GG-3: Patrimoine géologique, historique et légendaire des Gorges du Tarn
Il s’agit du tronçon incontournable pour découvrir les Gorges du Tarn dans toute leur ampleur.
Peu après Les Vignes vous attend le chaos rocheux du Pas de Soucy, né d’effondrements des falaises environnantes (le dernier aurait eu lieu seulement en 1800). Le Tarn s’y faufile en filets bouillonnants, il n’est pas possible de passer cet obstacle sur les eaux de la rivière. Le Tarn fait un angle droit sous la surveillance du Point Sublime et file droit à travers les falaises des Détroits, le passage le plus profond et resserré des gorges, vers le village de La Malène et ses bateliers, symboles de la vie dans les gorges avant le désenclavement par la création de la « route des Gorges », actuelle D 907 que vous parcourez.

GG-4: L’entrée dans les Gorges du Tarn, entre Ispagnac et Sainte-Énimie
Si vous remontez les gorges, ce tronçon peut vous paraitre un peu pâle en comparaison avec le précédent, mais il reste de nombreuses choses à y découvrir.
GG-7: L’isthme du Perjuret, ni gorge ni causse mais les deux à la fois
Voilà une liaison étrange, qui vous fera découvrir l’intersection entre deux mondes : celui des vallons et gorges, et celui du Méjean. Au Col du Perjuret, il reste trois fois rien pour atteindre le plateau alors que vous étiez il y a peu encore dans les fonds des vallées.

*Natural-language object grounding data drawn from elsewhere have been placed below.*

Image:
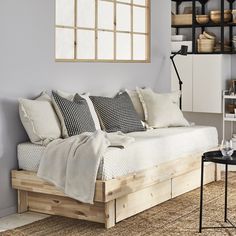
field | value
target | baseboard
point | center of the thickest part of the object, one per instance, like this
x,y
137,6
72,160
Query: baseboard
x,y
8,211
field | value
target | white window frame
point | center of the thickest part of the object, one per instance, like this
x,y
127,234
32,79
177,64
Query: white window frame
x,y
96,30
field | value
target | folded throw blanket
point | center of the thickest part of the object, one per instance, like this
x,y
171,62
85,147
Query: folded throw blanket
x,y
72,164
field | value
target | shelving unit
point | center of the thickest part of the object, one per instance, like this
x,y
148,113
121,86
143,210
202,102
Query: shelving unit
x,y
196,25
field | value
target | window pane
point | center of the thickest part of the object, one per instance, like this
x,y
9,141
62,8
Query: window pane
x,y
64,43
105,15
105,45
85,44
139,47
123,46
123,17
140,2
65,12
139,15
86,13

GG-8: Les Gorges de la Jonte, vertige et vautours
Moins connues que celles du Tarn, les Gorges de la Jonte n’en sont pas moins spectaculaires. Pas de kayakistes qui en parcourent les fonds, la rivière s’écoule discrètement au milieu des arbres, avant de se jeter dans le Tarn au Rozier. Mais depuis plusieurs millions d’années, elle a suffisamment creusé la roche pour laisser la vue sur les falaises calcaires s’offrir à vous (d’un côté le Causse Méjean, de l’autre le Causse Noir). Quelques dégagements en bord de route vous permettront de faire une pause pour scruter le ciel à la recherche du vol des vautours (réintroduits avec succès en 1970) ou des rochers à l’aspect unique (l’arcade des bergers et les « vases » de Sèvre et de Chine à la forme très évasée sont reconnaissables entre mille).